When students fight, schools must react


When students fight, schools must react

Supporters of three girls suspended from Warren Harding High School for fighting seem to think that the punishment is too severe and that the students are being sent the wrong message if justice is not tempered by mercy.

The message the Warren City School District seems to be most interested in sending is that fighting on school grounds will not be tolerated.

In this case, the school district has the better message.

While the district maintains a zero tolerance policy for fighting — and school officials maintain that the policy has been made clear to students — the district’s disciplinary code of conduct includes an opportunity for appeal that conforms to Ohio law and due process requirements.

The girls’ supporters have emphasized that the girls were good students with clean records. “They have really hurt these ladies as far as education,” said The Rev. Frank L. Hearns, pastor of Second Baptist Church.

Superintendent Kathryn Hellweg implied that the girls may have been warned about their behavior prior to the fight.

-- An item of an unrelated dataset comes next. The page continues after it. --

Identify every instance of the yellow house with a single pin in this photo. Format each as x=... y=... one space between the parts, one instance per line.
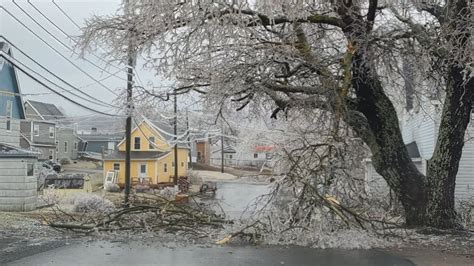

Obviously, without the girls themselves discussing what happened the day of the fight, it is difficult for the public to evaluate who is right and who is wrong. And even if the girls spoke out, the school district would be unable to respond in full because of confidentiality protection that students enjoy.

Clearly, however, it is both the right and the responsibility of school boards to establish tough policies that discourage violence by students against one another or against faculty members. It is the job of administrators to enforce those policies.

Nothing is permanent

Expulsion is no longer as definitive as it sounds. An Ohio school district cannot permanently expel a student; expulsions in Warren last up to 80 days or up to a year, depending on the offense. One-year expulsions apply to violations of firearm or weapons restrictions or bomb threats.

But obviously, even an 80-day expulsion has a serious effect on a student’s education, especially if the student is a senior, as two of these girls are.

Nonetheless, there have been more than 50 other expulsions in Warren schools this school year for fighting, and to make an exception for these three students would hardly seem fair.

No school can afford to be nonchalant about maintaining discipline in its buildings. As long as a school district establishes policies and makes students aware of the consequences for violating those policies, the blame for whatever hardship a student may suffer for violating the rules falls not on the school board or its administrators, but on the student.

If a majority of parents and Warren taxpayers believe that the school district’s code of conduct is too harsh, the case for changing the policy should be presented to the school board through petitions and testimony.

We suspect that most parents would prefer to send their children to a school where fighting isn’t tolerated.